API & programmatic access

There is no single "unified API" — the platforms are heterogeneous. Instead we document each one's existing interface honestly, and provide a client-side cookbook (oryza19k) that orchestrates across them.

PlatformProgrammatic methodAuthStatus
GrameneOryzaEnsembl REST (rest.ensembl.org) · BioMartnoneStable
Gramene FTPRemote tabix of bgzipped VCFsnoneStandard
SNP-Seek v3REST (genotype / variety / SNP)noneConfirm paths (IRRI)
Oryza CLIMtoolsDownloadable tables (no REST API)noneTables
Code & ModelsGit · Docker · oryza19k.predict_trait()noneOpen
Precomputed summariesZenodo (DOI) · oryza19k.summary_table()noneAt publication

The oryza19k cookbook

oryza19k is a single-file Python helper (notebooks/oryza19k.py) — an access cookbook, not a server or a new API. Each function wraps an interface that already exists, so a workflow is a few clean calls. Use it as import oryza19k as o19, then o19.<function>(...).

FunctionWrapsNetwork?
lookup_gene · region_features · vep_effectsEnsembl RESTyes
region_genotypes(source="tabix")stream a bgzipped VCFyes (public VCF host)
climate_for_gene · accession_climateCLIMtools tablesno
predict_traitthe repo's pre-trained modelno (local model files)
summary_tableprecomputed tablesno (local) / yes (Zenodo)

What it needs

To use…LibrariesData
Import + Ensembl + local tablespandas, numpy, pyarrow (requests optional)none / the precomputed .tsv files
predict_traitjoblib, scikit-learn, xgboost, lightgbma clone of the GitHub repo (model + imputer + features)
region_genotypes("tabix")pysam or the tabix CLIa public bgzipped + indexed VCF URL

Environments: a minimal pip install pandas numpy pyarrow covers Ensembl, tabix, and the precomputed tables; Colab or the project Docker image (which bundles the ML stack) is recommended for predict_trait. Full list in notebooks/requirements.txt.

import oryza19k as o19
o19.lookup_gene("Os03g0752800")                       # Ensembl REST — no extra deps
o19.summary_table("allele_freq_by_group")             # precomputed table — pandas only
o19.predict_trait(genotypes, "hdg_80head",            # the repo's pre-trained model
                  models_dir="…/AI-drive Predictive Phenotype Modeling")

predict_trait is your GitHub demo, wrapped: it loads the team's own .pkl model + imputer and calls model.predict() on the SHAP-selected top-1,000 SNPs — it does not retrain or substitute a model. See Code & Models.

Ensembl REST (GrameneOryza) — stable

Documented, login-free access for Oryza sativa gene, region, variant-effect, and sequence queries. Verified live.

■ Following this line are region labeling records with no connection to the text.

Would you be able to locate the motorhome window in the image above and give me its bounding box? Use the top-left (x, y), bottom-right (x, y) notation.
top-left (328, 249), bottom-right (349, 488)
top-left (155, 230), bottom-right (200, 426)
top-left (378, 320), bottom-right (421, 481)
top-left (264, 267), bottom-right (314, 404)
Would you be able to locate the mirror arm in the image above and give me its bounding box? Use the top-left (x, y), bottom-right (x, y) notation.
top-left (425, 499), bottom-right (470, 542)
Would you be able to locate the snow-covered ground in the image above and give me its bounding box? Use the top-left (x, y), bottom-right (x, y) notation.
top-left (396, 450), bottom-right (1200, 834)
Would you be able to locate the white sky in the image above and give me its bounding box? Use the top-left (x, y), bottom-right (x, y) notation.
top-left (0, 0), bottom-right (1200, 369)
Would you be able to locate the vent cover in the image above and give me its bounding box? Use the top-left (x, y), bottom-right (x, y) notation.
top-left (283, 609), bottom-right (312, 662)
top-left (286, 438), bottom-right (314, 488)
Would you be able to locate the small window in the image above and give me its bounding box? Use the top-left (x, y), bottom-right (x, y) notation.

curl -s "https://rest.ensembl.org/lookup/id/Os03g0752800?content-type=application/json"
curl -s "https://rest.ensembl.org/overlap/region/oryza_sativa/3:31031753-31041563?feature=gene;feature=variation;content-type=application/json"
curl -s "https://rest.ensembl.org/vep/oryza_sativa/region/3:31037240-31037240/A?content-type=application/json"
curl -s "https://rest.ensembl.org/sequence/id/Os03t0752800?type=genomic;content-type=application/json"

SNP-Seek REST

Genotype-by-region, variety, and SNP queries follow the SNP-Seek II design (Mansueto et al. 2017).

Exact endpoint paths/params are being confirmed with the IRRI team. Until then, prefer remote tabix (below) or the precomputed allele-frequency table for an equivalent, credential-free query.

Remote tabix — query 19,035 genomes without downloading them

The single most efficient access technique: the per-reference VCFs are bgzip-compressed and tabix-indexed, so any locus can be streamed over HTTPS.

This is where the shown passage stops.